15 years 3 months ago
This contretemps reminds me of those involving the colorful San Francisco lawyer, Vincent Hallinan. He tried to sue the Catholic Church on the grounds that it defrauded the faithful by preaching the existence of heaven and hell. He wanted longitude and latitude details for these destinations to be shown to a court’s satisfaction. If he had succeeded in putting on his courtroom spectacle and with the penchant of modern American courts for expert witnesses perhaps we would have seen testimony from rival teams of mystics. http://query.nytimes.com/gst/fullpage.html?res=9E0CE2DA1E39F937A35753C1A964958260
15 years 3 months ago
This raises the question of why we proclaim a faith in God in the first place. I address this in more detail on my blog. Traditionalist will answer that we ought to, however oughtness implies obligation, which usually implies a need on behalf of the one to whom the obligation is owed. God has no such need, so there can be no obligation. God accepts our worship as a free act on his part, much the same way the parents among us hand our children's art projects on the refrigerator door. Our worship is not aesthetically the best, not comparing to the worship of the angels, which is sung. As a cradle Catholic who has sampled the singing in quite a few parishes since Vatican II, I can assure you the quality of sung worship in most congregations leaves much to be desired. The error of Satan was his rejection of the human state of the son of God, thinking that salvation would come from a higher creature. His error was believing that his worship at the Throne was essential to God, when that is not the case compared with the harmonies within the Divine Essence. Let us not repeat that mistake.
15 years 3 months ago
First of all, Clifford Longley copy and pasted from a website without accrediting it. The letter itself is an example of plagiarism. The Guardian's Andrew Brown tried to pull his friend's backside out of the fire, only to have one of the Guardian's posters (JonathanWest) point out that the letter itself is essentially, an example of quote mining, where taken in context the passages mentioned end up saying the exact opposite to what the original writers wanted them to say. http://www.guardian.co.uk/commentisfree/andrewbrown/2009/jan/13/religion-atheist-bus-longley Now I know a lot of Christians are in fact honest, decent people, and a few even try to put up honest arguments in favour of your God, but, and this is an important but, religion is gaining a reputation for lying for its God or gods. That means if you ever come to us atheists with honest arguments and honest evidence, we are more likely to ignore you and call you liars, because we are so used to being lied to in this manner. It essentially ends up hobbling your arguments, and when you accuse atheists of doing the same thing, it begins to look a lot more like projection than anything else. As to trying to claim that secularists are humourless, well, the Chaser's War on Everything, Tycho of Penny Arcade, Scott Adams of Dilbert fame, Andrew Sullivan, in fact 90% of the comedy world, would disagree with you. Secularists, which is a brush a lot broader than just plain atheists, dominate comedy while the religious?

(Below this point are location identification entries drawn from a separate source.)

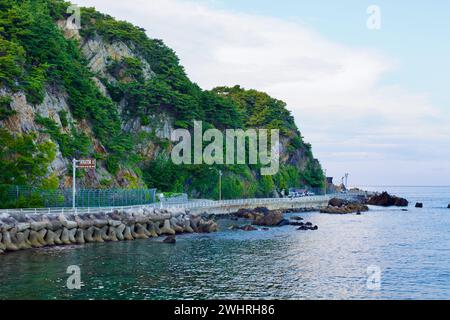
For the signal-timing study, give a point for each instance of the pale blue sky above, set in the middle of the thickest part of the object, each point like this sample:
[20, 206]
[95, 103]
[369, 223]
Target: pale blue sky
[415, 33]
[375, 104]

They go around issuing fatwas because someone wrote a book they didn't like.
15 years 3 months ago
If one is professing Atheism out of a love of mankind, in reaction to misbehavior of the religious, than one is acting from the promtings of the Holy Spirit, who is Love. If God is Love, then guess who the joke is on? I would say the atheists, but since they are going to heaven for acting out of love, it must be those who would persecute them. It matters what one does and why one does it. I don't care what one professes, then again, I get no money by operating a Church.